The situation can be the most difficult for outstate legislators like Hosch, who live in St. Paul during session and only return home on the weekends. “For us rural Minnesota legislators, this is more than a full time commitment — it’s your life for part of the year,” recently retired GOP Sen. Doug Magnus said, adding that House members are also on the campaign trail every other year. “You can’t pay part-time wages for a full-time job.”
Others note it can even be hard for metro-area lawmakers, pointing to the retirement of Democrat Sen. Mee Moua of St. Paul, a rising star in the DFL Party and the first ever Hmong-American elected to a Legislature in the nation. But after the death of her mother-in-law, Moua and her husband began to feel just how difficult it would be to manage both her family and her job as a legislator. She retired in the spring of 2010, and later that year it was reported that her home had gone into foreclosure.
“It needs to be increased because if you don’t do this, you get into a situation where you have only certain professions that could go in the Legislature,” Magnus said, adding that the careers of Minnesota lawmakers are heavily tilted toward two categories — teachers and attorneys. “If you don’t raise the salary, all you have are folks who can afford to do this or can work it out with their job. You don’t want to do that; you want to have a Legislature that is representative of the state.”
Tackling the problem
Minnesota is middle of the pack in the nation as far as legislator salaries go, and every state seems to have a different way of administering pay.
Neighboring legislators in Wisconsin earn $49,943 per year with $88 in maximum per diem daily. In North Dakota, legislators get $152 a day while in session and for any interim committee meetings.

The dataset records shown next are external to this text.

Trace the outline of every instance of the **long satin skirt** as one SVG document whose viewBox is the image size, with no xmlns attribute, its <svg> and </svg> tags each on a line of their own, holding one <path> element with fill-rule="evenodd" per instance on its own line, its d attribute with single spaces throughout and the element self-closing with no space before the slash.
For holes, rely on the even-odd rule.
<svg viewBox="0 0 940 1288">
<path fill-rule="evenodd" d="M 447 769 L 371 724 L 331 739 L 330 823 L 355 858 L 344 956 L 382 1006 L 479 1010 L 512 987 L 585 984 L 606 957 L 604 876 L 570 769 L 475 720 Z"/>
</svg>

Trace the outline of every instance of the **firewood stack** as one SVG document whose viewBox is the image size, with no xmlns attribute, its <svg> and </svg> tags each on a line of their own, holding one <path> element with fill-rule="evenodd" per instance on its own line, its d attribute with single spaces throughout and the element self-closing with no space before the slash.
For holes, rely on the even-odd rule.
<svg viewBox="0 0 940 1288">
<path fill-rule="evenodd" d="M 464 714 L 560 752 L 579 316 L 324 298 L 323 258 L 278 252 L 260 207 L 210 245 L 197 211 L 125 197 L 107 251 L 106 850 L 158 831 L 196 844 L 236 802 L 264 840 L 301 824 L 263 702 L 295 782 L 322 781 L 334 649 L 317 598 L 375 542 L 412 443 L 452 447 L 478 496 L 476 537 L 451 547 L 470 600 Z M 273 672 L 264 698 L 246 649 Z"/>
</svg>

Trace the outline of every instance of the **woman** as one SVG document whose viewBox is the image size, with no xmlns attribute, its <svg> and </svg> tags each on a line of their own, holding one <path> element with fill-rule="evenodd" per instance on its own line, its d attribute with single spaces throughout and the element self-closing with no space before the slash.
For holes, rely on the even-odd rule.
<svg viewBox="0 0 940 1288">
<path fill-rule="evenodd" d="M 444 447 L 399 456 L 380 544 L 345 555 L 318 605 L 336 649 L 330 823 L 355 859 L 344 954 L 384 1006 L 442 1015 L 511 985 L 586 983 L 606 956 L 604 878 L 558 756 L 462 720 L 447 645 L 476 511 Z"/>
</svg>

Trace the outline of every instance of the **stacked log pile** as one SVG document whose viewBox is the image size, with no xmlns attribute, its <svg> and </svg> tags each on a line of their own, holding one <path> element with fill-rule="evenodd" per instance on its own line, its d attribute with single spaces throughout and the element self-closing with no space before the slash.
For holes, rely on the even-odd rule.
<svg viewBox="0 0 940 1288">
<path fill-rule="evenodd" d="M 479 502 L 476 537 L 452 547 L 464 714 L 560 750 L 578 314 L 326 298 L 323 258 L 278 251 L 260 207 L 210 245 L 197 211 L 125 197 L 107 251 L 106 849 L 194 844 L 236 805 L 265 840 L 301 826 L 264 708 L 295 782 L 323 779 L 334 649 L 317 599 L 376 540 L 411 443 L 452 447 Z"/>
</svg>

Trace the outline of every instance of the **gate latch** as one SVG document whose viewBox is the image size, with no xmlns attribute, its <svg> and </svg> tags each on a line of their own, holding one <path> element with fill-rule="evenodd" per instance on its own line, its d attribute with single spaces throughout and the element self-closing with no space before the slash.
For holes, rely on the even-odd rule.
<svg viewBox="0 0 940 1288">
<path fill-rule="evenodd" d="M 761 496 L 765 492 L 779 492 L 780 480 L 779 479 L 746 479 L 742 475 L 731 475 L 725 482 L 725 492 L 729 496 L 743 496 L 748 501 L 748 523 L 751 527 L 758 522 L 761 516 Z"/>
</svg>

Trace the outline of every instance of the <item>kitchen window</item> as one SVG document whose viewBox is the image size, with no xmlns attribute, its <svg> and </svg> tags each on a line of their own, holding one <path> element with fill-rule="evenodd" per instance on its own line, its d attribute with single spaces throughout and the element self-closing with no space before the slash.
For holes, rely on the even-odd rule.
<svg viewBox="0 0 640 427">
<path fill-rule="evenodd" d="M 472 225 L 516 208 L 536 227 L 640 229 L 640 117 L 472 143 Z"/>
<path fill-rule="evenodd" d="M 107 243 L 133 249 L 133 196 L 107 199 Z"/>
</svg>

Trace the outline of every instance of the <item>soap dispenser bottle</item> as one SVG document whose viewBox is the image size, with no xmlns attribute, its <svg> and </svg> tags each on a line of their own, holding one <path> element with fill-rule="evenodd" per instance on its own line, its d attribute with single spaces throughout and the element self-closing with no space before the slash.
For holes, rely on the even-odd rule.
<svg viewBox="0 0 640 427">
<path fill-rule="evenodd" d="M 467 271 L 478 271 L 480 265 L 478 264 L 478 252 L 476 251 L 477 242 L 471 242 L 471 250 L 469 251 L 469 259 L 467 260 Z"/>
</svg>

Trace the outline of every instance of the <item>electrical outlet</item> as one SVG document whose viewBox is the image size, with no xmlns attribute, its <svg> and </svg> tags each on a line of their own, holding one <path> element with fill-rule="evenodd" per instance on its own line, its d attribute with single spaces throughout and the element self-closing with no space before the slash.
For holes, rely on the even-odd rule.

Illinois legislators make nearly $68,000 a year with $111 in per diem daily. The highest paid state legislature is in California, where legislators make more than $95,000 a year. Legislative salaries in New Hampshire, as written in the constitution, have been $200 per term since 1889.
Some states have found a solution to the problem of flat-lined incomes for lawmakers. In states like Florida and Massachusetts, legislators get automatic pay increases tied to things like the increased cost of living, the median household income for the state, or the wages of other state employees. Other states have independent commissions similar to the one Eken is proposing. While Minnesota does currently have an independent body set up to make income recommendations to the Legislature, it has no authority to change anything.
In California, legislators faced a pay cut of about $21,000 under the California’s Citizens Compensation Commission, while Alaska’s Officers Compensation Commission recommended a $26,000 increase for lawmakers, raising salaries there in 2009 for the first time in 15 years. Alaska lawmakers now make more than $50,000 a year.
But Eken says his bill is not about giving legislators a pay increase — it’s about taking the responsibility of setting pay out of their hands to avoid a possible conflict of interest. Once again, the bill would have to travel as a constitutional amendment, so he’s not sure how much support it will attract this session after an election year marked by two controversial and expensive constitutional amendment campaigns. But he’s hopeful it will catch on sometime in the next two years.
“A lot of people feel legislators should not be determining their own pay,” Eken said. “Nobody goes into this for the money, they do this for public service, and that’s the same reason we shouldn’t be sitting here arguing about what our pay should be. We need to be spending our time talking about real policy that affects the rest of the state.”